La lagartija se deslizó con movimientos temerosos sobre la piedra blanqueada por el sol. Luego, la inmovilidad, el cero absoluto, de una criatura cuyo instinto le avisa que la están cazando. Alrededor sólo se ven agujas y columnas dentadas elevándose como torres de una catedral gótica, silenciosa y vacía. Desde el fondo de los cañones, un perico que garre al emprender el vuelo rompe el trance. La lagartija se abalanza. Hery Rakotondravony extiende el brazo con rapidez. Segundos después, el joven herpetólogo abre la mano.
«Creo que esta es una nueva especie».
En los pocos días que habíamos pasado en la reserva y parque nacional de Tsingy de Bemaraha, era la segunda o tercera ocasión que decía eso. En una isla famosa por su biodiversidad (90% de las especies del lugar son endémicas), la zona protegida de 1550 kilómetros cuadrados es otra isla en sí misma, especie de fortaleza biológica, de terreno escabroso, inexplorado en gran parte y casi impenetrable por las impresionantes formaciones de piedra caliza -el tsingy- que la atraviesan.

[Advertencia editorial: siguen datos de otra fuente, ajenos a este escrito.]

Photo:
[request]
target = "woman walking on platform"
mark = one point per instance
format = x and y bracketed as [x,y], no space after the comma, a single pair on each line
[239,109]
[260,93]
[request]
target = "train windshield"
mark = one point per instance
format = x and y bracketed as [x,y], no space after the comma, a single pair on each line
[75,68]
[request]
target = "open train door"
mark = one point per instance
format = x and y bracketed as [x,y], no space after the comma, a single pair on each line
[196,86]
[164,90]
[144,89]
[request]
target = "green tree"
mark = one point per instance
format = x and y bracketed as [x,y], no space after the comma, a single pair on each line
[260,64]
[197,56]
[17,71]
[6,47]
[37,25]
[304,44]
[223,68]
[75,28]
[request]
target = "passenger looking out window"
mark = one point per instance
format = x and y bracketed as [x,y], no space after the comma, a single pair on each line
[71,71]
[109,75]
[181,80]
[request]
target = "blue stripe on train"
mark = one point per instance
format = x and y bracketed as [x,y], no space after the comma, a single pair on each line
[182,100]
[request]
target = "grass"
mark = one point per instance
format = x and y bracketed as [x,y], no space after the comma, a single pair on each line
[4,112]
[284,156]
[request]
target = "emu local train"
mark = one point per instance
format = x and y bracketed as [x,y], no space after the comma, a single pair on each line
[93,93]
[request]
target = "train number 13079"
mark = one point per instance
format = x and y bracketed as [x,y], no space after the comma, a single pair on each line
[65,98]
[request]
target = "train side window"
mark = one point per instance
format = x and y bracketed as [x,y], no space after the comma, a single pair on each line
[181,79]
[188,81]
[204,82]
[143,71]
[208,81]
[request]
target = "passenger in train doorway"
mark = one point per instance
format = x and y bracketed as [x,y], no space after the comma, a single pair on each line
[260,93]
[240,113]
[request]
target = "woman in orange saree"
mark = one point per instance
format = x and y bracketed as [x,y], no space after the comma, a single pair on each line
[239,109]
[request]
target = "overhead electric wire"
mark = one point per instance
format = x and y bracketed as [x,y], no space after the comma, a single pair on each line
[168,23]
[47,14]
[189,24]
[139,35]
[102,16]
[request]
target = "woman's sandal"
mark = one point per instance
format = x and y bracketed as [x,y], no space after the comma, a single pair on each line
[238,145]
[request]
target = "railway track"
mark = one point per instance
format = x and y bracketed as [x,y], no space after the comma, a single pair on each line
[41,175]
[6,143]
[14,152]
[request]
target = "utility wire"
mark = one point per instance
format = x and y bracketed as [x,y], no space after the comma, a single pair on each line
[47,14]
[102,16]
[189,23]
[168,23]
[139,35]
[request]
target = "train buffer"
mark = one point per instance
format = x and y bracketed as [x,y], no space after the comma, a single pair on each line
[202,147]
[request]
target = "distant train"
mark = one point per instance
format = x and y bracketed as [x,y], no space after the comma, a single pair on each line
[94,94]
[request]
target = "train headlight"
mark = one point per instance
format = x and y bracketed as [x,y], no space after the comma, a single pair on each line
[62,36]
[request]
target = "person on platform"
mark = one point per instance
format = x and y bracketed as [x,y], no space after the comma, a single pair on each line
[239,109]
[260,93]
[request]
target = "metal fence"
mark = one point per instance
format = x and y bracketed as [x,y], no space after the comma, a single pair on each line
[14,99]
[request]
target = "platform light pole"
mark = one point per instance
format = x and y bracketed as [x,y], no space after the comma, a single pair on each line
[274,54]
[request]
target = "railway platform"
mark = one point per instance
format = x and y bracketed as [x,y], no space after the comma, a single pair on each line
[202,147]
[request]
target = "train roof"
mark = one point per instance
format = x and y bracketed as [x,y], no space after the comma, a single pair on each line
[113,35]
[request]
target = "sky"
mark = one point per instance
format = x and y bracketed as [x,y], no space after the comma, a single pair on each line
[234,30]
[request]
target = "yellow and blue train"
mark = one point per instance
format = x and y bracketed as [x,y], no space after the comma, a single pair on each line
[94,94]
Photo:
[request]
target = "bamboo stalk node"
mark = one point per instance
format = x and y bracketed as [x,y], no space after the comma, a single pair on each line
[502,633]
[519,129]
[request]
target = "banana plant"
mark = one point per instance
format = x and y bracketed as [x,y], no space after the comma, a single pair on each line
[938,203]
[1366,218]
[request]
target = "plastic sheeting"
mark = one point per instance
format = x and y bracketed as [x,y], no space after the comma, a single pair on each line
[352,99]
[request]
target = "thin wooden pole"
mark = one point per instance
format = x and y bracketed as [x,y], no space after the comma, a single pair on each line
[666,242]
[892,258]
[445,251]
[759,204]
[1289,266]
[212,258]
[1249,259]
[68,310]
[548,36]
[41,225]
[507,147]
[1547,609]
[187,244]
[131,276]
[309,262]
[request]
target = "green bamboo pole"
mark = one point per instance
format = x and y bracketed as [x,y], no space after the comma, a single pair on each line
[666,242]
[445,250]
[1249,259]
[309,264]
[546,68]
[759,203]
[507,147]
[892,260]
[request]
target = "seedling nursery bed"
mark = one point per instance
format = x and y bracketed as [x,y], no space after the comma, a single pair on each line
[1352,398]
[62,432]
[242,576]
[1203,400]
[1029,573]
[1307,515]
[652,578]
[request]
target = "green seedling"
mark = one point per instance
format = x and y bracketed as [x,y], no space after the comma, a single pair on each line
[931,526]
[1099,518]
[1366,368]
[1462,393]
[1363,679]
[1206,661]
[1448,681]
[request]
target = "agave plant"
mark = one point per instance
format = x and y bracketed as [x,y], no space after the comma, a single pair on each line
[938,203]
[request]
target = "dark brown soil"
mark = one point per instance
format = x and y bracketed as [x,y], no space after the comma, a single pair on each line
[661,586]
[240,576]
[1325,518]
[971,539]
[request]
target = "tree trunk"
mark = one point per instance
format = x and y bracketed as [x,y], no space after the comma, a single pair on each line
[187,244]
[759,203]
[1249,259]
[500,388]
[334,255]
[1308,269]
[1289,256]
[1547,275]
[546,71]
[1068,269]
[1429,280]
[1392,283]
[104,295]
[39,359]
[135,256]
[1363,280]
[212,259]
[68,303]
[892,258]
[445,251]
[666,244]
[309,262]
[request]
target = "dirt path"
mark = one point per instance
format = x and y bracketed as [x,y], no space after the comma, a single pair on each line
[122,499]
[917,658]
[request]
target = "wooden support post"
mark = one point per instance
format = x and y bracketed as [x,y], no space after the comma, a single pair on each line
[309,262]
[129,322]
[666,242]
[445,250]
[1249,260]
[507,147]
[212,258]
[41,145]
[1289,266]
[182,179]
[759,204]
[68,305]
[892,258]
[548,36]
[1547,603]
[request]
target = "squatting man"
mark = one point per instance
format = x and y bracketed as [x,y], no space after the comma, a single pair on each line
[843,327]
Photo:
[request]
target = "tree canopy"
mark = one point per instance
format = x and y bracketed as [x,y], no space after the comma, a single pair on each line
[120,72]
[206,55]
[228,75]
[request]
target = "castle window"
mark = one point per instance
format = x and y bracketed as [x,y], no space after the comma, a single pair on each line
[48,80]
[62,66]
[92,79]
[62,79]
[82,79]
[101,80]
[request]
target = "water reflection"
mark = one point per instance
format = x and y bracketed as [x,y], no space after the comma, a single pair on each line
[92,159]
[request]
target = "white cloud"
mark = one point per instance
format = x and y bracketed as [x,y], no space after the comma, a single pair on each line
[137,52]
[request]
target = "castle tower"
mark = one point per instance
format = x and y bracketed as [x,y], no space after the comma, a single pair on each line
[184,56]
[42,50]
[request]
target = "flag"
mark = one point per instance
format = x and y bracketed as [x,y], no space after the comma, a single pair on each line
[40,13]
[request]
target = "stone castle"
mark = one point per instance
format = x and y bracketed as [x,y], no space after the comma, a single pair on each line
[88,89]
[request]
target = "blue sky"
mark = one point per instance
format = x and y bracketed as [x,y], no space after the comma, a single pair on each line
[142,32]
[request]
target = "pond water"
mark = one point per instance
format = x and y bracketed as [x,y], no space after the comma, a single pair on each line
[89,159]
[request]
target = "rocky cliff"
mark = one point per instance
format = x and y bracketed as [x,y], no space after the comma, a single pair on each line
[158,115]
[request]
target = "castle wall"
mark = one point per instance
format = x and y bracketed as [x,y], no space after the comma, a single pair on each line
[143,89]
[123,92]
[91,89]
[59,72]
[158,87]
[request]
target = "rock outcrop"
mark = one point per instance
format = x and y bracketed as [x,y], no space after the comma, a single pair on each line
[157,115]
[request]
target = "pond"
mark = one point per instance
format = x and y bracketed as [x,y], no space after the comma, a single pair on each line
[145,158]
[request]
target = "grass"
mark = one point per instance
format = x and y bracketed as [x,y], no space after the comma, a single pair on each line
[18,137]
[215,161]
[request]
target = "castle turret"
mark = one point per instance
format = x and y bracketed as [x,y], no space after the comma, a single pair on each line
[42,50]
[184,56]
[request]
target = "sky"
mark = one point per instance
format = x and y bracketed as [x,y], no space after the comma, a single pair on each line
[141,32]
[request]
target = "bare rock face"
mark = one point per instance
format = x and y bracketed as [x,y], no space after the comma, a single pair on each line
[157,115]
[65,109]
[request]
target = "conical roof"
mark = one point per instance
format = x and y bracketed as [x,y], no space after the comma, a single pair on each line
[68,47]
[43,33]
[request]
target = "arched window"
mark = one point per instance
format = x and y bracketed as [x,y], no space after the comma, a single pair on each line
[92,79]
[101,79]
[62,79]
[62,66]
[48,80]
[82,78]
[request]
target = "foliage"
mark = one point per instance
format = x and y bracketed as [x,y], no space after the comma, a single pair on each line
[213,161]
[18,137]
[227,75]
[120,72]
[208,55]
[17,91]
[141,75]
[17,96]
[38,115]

El enorme bloque de piedra jurásica se ha disuelto en un laberinto de torres filosas como cuchillos, estrechos cañones y cuevas húmedas que rechazan a los seres humanos al tiempo que albergan animales y plantas. A menudo se clasifican nuevas especies halladas en los aislados hábitats de la zona, entre ellos el lémur de John Cleese, ejemplar de piernas largas descubierto en 1990 pero nombrado, un tanto caprichosamente, apenas en 2005, en honor al conservacionista y comediante británico.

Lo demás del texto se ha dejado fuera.